Standard Gauge Railway

Kenya Railways was slapped with a Sh3.5 billion penalty for defaulting on loans borrowed for the construction of the Standard Gauge Railway.

Auditor General Nancy Gathungu has disclosed this in a scathing report tabled in Parliament. The penalties were from unpaid and accrued SGR loan penalty obligations relating to the China Exim Bank loan.

Gathungu has issued an adverse opinion on the transport corporation’s books of account as of June 30, 2024, putting the management on the spot.

It is emerging that Kenya Railways did not make any repayments to the Exim Bank during the year under review.

The report reveals that the corporation had accumulated Sh41 billion in repayments and accrued charges.

“Loan records revealed that the corporation incurred the penalties and interest due to non-settlement of the maturing obligations as and when they became due,” Gathungu said.

She added, “Management did not provide an explanation for this unsatisfactory matter. The effectiveness of controls in relation to the settlement of the on-lent loans could not be confirmed.”

On-lent loans refers to facilities borrowed from financiers, usually by government, and given to another entity.

According to the report, the corporation’s management told auditors that the cash generated for the railway’s operations was not sufficient to meet the maturing loan obligations.

This was the reason the penalties were charged in the year under review, pointing to the financial mess at the state’s major transportation service provider.

A recent Treasury report revealed that Kenya Railways made a Sh50 billion loss, the highest among state corporations in the period under review. Despite the prevailing situation, Gathungu said the penalties arising from non-settlement of maturing loans were preventable.

“The penalties represent an avoidable charge to public funds and may lead to loss of public funds due to unnecessary costs to the public,” she stated.

In the ensuing circumstances, Kenya Railways has not put in place proper measures to avert misuse of public resources.

“These penalties expose the corporation to unnecessary expenditure which does not represent a proper charge to public funds,” the report reads.

The latest disclosures may escalate concerns about the extent to which Kenyans could be exposed to Kenya Railways debts. Treasury, during the Uhuru Kenyatta regime, played down the risks of a takeover of Kenyan assets by the lender in the event of default.

Adding to its woes, Kenya Railways faces cases with a potential of Sh27 billion in court awards, including Sh15 billion for illegal demolition of leased properties.

Gathungu raised concerns that the liabilities could leave the corporation on its knees – should they crystallise. Procurement irregularities, including using irregular methods to source supplies, hence locking out potential bidders, have also been flagged.

The audit reveals that during the year under review, the agency acquired supplies of Sh9 billion using direct or restricted tendering methods unjustifiably.

"A review of the procurement files indicated that the prevailing circumstances did not warrant the use of the methods since open tendering was the most appropriate method,” Gathungu said.

She castigated management saying they did not properly explain why they used direct or restricted tendering methods.
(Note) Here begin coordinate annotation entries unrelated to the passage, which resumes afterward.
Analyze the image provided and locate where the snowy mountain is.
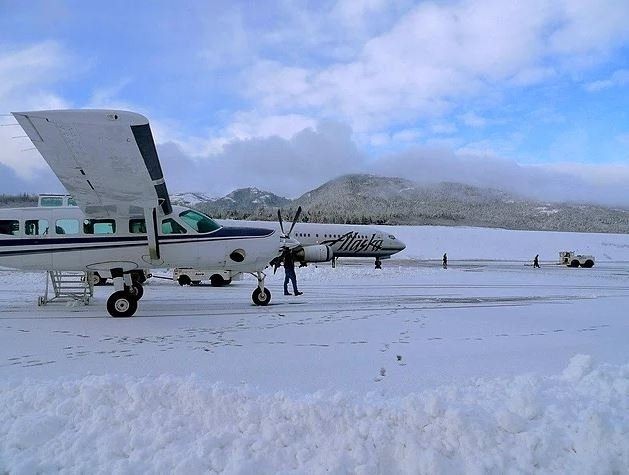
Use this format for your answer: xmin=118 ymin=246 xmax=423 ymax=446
xmin=196 ymin=188 xmax=291 ymax=218
xmin=294 ymin=175 xmax=629 ymax=233
xmin=0 ymin=175 xmax=629 ymax=233
xmin=191 ymin=175 xmax=629 ymax=233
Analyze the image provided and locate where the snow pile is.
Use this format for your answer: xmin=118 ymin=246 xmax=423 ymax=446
xmin=0 ymin=355 xmax=629 ymax=474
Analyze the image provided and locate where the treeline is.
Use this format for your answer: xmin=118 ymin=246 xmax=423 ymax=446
xmin=0 ymin=193 xmax=37 ymax=208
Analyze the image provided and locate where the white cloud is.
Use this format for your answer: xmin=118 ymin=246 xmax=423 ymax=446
xmin=585 ymin=69 xmax=629 ymax=92
xmin=0 ymin=41 xmax=71 ymax=179
xmin=158 ymin=122 xmax=364 ymax=196
xmin=459 ymin=111 xmax=487 ymax=128
xmin=239 ymin=0 xmax=629 ymax=133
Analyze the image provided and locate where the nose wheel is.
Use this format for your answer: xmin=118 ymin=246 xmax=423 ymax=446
xmin=251 ymin=272 xmax=271 ymax=305
xmin=251 ymin=287 xmax=271 ymax=305
xmin=107 ymin=290 xmax=138 ymax=318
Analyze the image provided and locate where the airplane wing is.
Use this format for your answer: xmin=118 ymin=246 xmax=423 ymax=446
xmin=13 ymin=110 xmax=172 ymax=218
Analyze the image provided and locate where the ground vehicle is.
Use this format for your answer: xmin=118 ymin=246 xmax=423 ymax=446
xmin=173 ymin=267 xmax=240 ymax=287
xmin=559 ymin=251 xmax=594 ymax=268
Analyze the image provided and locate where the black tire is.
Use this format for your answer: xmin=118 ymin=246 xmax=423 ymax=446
xmin=92 ymin=272 xmax=107 ymax=285
xmin=107 ymin=290 xmax=138 ymax=318
xmin=251 ymin=287 xmax=271 ymax=306
xmin=131 ymin=270 xmax=146 ymax=284
xmin=210 ymin=274 xmax=232 ymax=287
xmin=177 ymin=275 xmax=192 ymax=286
xmin=129 ymin=282 xmax=144 ymax=300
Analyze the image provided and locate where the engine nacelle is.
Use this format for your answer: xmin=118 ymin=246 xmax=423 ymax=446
xmin=295 ymin=244 xmax=333 ymax=263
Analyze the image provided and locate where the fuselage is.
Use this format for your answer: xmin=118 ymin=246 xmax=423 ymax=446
xmin=221 ymin=220 xmax=406 ymax=259
xmin=0 ymin=206 xmax=281 ymax=272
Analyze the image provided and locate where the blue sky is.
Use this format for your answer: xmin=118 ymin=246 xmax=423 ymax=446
xmin=0 ymin=0 xmax=629 ymax=205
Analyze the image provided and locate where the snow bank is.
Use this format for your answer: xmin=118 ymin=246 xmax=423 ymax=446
xmin=0 ymin=355 xmax=629 ymax=474
xmin=386 ymin=226 xmax=629 ymax=262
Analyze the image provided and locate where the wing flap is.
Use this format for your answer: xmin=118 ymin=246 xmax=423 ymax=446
xmin=13 ymin=110 xmax=172 ymax=218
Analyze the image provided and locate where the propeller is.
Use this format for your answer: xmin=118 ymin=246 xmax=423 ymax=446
xmin=271 ymin=206 xmax=301 ymax=274
xmin=277 ymin=206 xmax=301 ymax=237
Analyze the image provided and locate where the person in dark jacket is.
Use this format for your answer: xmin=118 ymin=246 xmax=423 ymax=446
xmin=282 ymin=249 xmax=303 ymax=295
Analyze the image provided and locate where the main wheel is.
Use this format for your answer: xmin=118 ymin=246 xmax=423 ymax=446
xmin=210 ymin=274 xmax=232 ymax=287
xmin=251 ymin=287 xmax=271 ymax=305
xmin=129 ymin=282 xmax=144 ymax=300
xmin=107 ymin=290 xmax=138 ymax=318
xmin=177 ymin=275 xmax=192 ymax=286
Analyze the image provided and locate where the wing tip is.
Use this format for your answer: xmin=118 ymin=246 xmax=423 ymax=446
xmin=11 ymin=109 xmax=149 ymax=125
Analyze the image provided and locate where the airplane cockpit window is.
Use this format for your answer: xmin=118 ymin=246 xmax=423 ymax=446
xmin=162 ymin=218 xmax=187 ymax=234
xmin=24 ymin=219 xmax=48 ymax=236
xmin=179 ymin=209 xmax=220 ymax=233
xmin=39 ymin=196 xmax=63 ymax=207
xmin=129 ymin=218 xmax=146 ymax=234
xmin=55 ymin=219 xmax=79 ymax=234
xmin=0 ymin=219 xmax=20 ymax=236
xmin=83 ymin=219 xmax=116 ymax=234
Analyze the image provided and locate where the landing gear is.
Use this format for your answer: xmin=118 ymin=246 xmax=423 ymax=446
xmin=107 ymin=269 xmax=144 ymax=318
xmin=107 ymin=290 xmax=138 ymax=318
xmin=127 ymin=282 xmax=144 ymax=300
xmin=251 ymin=272 xmax=271 ymax=306
xmin=251 ymin=287 xmax=271 ymax=305
xmin=89 ymin=272 xmax=107 ymax=285
xmin=210 ymin=274 xmax=232 ymax=287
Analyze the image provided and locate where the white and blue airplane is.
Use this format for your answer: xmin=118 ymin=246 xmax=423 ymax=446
xmin=0 ymin=110 xmax=298 ymax=317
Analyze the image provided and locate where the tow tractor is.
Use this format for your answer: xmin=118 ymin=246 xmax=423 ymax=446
xmin=559 ymin=251 xmax=594 ymax=269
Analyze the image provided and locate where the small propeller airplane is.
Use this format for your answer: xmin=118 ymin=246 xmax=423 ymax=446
xmin=0 ymin=110 xmax=299 ymax=317
xmin=277 ymin=206 xmax=406 ymax=269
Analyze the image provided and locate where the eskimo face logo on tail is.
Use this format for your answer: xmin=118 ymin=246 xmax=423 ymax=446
xmin=321 ymin=231 xmax=382 ymax=252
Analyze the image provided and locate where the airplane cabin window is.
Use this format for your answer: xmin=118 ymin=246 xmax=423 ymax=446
xmin=0 ymin=223 xmax=20 ymax=236
xmin=129 ymin=219 xmax=146 ymax=234
xmin=162 ymin=218 xmax=188 ymax=234
xmin=55 ymin=219 xmax=79 ymax=234
xmin=24 ymin=219 xmax=48 ymax=236
xmin=83 ymin=219 xmax=116 ymax=234
xmin=179 ymin=209 xmax=220 ymax=233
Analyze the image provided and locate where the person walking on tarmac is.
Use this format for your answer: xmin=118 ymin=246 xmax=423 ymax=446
xmin=282 ymin=249 xmax=303 ymax=295
xmin=533 ymin=254 xmax=539 ymax=269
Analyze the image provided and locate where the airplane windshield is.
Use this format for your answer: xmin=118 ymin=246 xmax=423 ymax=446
xmin=179 ymin=209 xmax=220 ymax=233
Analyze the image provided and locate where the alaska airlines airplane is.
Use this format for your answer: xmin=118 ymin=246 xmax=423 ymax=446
xmin=220 ymin=220 xmax=406 ymax=269
xmin=0 ymin=110 xmax=298 ymax=317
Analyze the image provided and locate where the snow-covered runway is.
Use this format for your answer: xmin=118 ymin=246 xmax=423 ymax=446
xmin=0 ymin=261 xmax=629 ymax=395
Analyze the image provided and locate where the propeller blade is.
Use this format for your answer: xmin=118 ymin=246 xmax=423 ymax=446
xmin=288 ymin=206 xmax=301 ymax=236
xmin=277 ymin=208 xmax=286 ymax=234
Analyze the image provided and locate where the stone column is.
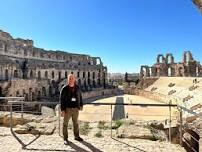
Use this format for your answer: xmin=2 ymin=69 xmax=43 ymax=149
xmin=199 ymin=128 xmax=202 ymax=152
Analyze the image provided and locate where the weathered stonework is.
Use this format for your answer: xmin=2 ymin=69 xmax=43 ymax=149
xmin=0 ymin=30 xmax=107 ymax=101
xmin=140 ymin=51 xmax=202 ymax=77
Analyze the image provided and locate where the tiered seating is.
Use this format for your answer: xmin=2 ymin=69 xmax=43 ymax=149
xmin=145 ymin=77 xmax=202 ymax=120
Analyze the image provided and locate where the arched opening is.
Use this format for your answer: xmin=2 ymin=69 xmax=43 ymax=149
xmin=93 ymin=72 xmax=95 ymax=79
xmin=93 ymin=80 xmax=96 ymax=88
xmin=16 ymin=91 xmax=20 ymax=97
xmin=159 ymin=56 xmax=163 ymax=63
xmin=78 ymin=79 xmax=81 ymax=87
xmin=96 ymin=58 xmax=101 ymax=65
xmin=88 ymin=72 xmax=90 ymax=78
xmin=14 ymin=70 xmax=18 ymax=78
xmin=65 ymin=71 xmax=68 ymax=78
xmin=24 ymin=49 xmax=27 ymax=56
xmin=52 ymin=71 xmax=55 ymax=79
xmin=168 ymin=67 xmax=172 ymax=77
xmin=157 ymin=54 xmax=164 ymax=63
xmin=178 ymin=67 xmax=184 ymax=77
xmin=28 ymin=88 xmax=32 ymax=101
xmin=32 ymin=51 xmax=36 ymax=57
xmin=58 ymin=71 xmax=61 ymax=80
xmin=42 ymin=87 xmax=46 ymax=97
xmin=45 ymin=71 xmax=48 ymax=78
xmin=196 ymin=66 xmax=199 ymax=77
xmin=37 ymin=91 xmax=41 ymax=100
xmin=0 ymin=87 xmax=3 ymax=97
xmin=141 ymin=67 xmax=147 ymax=77
xmin=5 ymin=69 xmax=8 ymax=80
xmin=166 ymin=54 xmax=174 ymax=64
xmin=48 ymin=86 xmax=53 ymax=97
xmin=38 ymin=71 xmax=41 ymax=79
xmin=97 ymin=79 xmax=101 ymax=86
xmin=30 ymin=70 xmax=33 ymax=78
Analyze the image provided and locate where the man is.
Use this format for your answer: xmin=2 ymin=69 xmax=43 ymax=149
xmin=60 ymin=74 xmax=83 ymax=145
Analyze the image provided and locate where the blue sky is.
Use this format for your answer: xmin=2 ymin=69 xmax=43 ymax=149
xmin=0 ymin=0 xmax=202 ymax=73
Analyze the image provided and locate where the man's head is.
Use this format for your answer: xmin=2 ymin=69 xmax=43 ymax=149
xmin=67 ymin=74 xmax=76 ymax=87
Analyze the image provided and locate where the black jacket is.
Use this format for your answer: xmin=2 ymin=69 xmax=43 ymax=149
xmin=60 ymin=85 xmax=83 ymax=111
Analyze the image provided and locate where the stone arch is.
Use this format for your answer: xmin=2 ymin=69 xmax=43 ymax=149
xmin=5 ymin=69 xmax=9 ymax=80
xmin=96 ymin=57 xmax=102 ymax=65
xmin=93 ymin=72 xmax=95 ymax=79
xmin=28 ymin=88 xmax=33 ymax=101
xmin=14 ymin=70 xmax=18 ymax=78
xmin=32 ymin=51 xmax=36 ymax=57
xmin=166 ymin=53 xmax=174 ymax=64
xmin=65 ymin=71 xmax=68 ymax=78
xmin=156 ymin=54 xmax=165 ymax=63
xmin=78 ymin=79 xmax=81 ymax=87
xmin=88 ymin=71 xmax=90 ymax=78
xmin=52 ymin=71 xmax=55 ymax=79
xmin=24 ymin=49 xmax=27 ymax=56
xmin=37 ymin=90 xmax=41 ymax=100
xmin=183 ymin=129 xmax=200 ymax=151
xmin=58 ymin=71 xmax=62 ymax=80
xmin=196 ymin=66 xmax=200 ymax=77
xmin=140 ymin=65 xmax=150 ymax=77
xmin=45 ymin=71 xmax=48 ymax=78
xmin=29 ymin=70 xmax=34 ymax=78
xmin=183 ymin=51 xmax=193 ymax=64
xmin=97 ymin=78 xmax=101 ymax=86
xmin=38 ymin=71 xmax=41 ymax=79
xmin=42 ymin=87 xmax=46 ymax=97
xmin=178 ymin=66 xmax=184 ymax=77
xmin=0 ymin=87 xmax=3 ymax=97
xmin=83 ymin=71 xmax=86 ymax=78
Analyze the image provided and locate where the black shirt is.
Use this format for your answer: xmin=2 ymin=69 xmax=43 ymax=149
xmin=60 ymin=85 xmax=83 ymax=111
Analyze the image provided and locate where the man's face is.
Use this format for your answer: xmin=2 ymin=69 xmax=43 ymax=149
xmin=68 ymin=75 xmax=76 ymax=86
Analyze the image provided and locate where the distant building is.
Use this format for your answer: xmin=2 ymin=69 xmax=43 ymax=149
xmin=140 ymin=51 xmax=202 ymax=77
xmin=0 ymin=30 xmax=107 ymax=101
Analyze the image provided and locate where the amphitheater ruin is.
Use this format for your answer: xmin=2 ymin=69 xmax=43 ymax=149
xmin=0 ymin=31 xmax=202 ymax=152
xmin=0 ymin=30 xmax=113 ymax=101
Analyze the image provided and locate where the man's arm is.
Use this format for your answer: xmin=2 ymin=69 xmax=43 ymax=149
xmin=60 ymin=87 xmax=66 ymax=112
xmin=79 ymin=88 xmax=83 ymax=110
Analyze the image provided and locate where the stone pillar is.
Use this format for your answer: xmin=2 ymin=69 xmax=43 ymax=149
xmin=199 ymin=129 xmax=202 ymax=152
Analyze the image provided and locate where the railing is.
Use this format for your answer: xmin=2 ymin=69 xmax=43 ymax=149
xmin=0 ymin=97 xmax=199 ymax=152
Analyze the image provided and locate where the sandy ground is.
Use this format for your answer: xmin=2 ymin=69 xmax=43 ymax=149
xmin=79 ymin=95 xmax=176 ymax=122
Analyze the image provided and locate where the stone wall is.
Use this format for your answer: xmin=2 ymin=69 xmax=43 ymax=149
xmin=125 ymin=88 xmax=167 ymax=102
xmin=0 ymin=30 xmax=107 ymax=100
xmin=140 ymin=51 xmax=202 ymax=77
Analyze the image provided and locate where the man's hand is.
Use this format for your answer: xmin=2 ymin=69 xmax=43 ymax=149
xmin=61 ymin=111 xmax=65 ymax=117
In some cases, irregular processes played out, the audit pointing out a case where supplies of Sh2 billion were not inspected before receipt.

Auditors established that the inspection and acceptance committees were formed several weeks after the goods had been delivered.

“This was an indication that the certificates issued by the Inspection and Acceptance Committees were just a formality,” Gathungu said.

Procurements of security and cleaning services have been flagged for legal breaches. Auditors established that the tender was executed before the contract agreements were signed. Kenya Railways could also be losing revenue in leakages at the meter gauge railway services.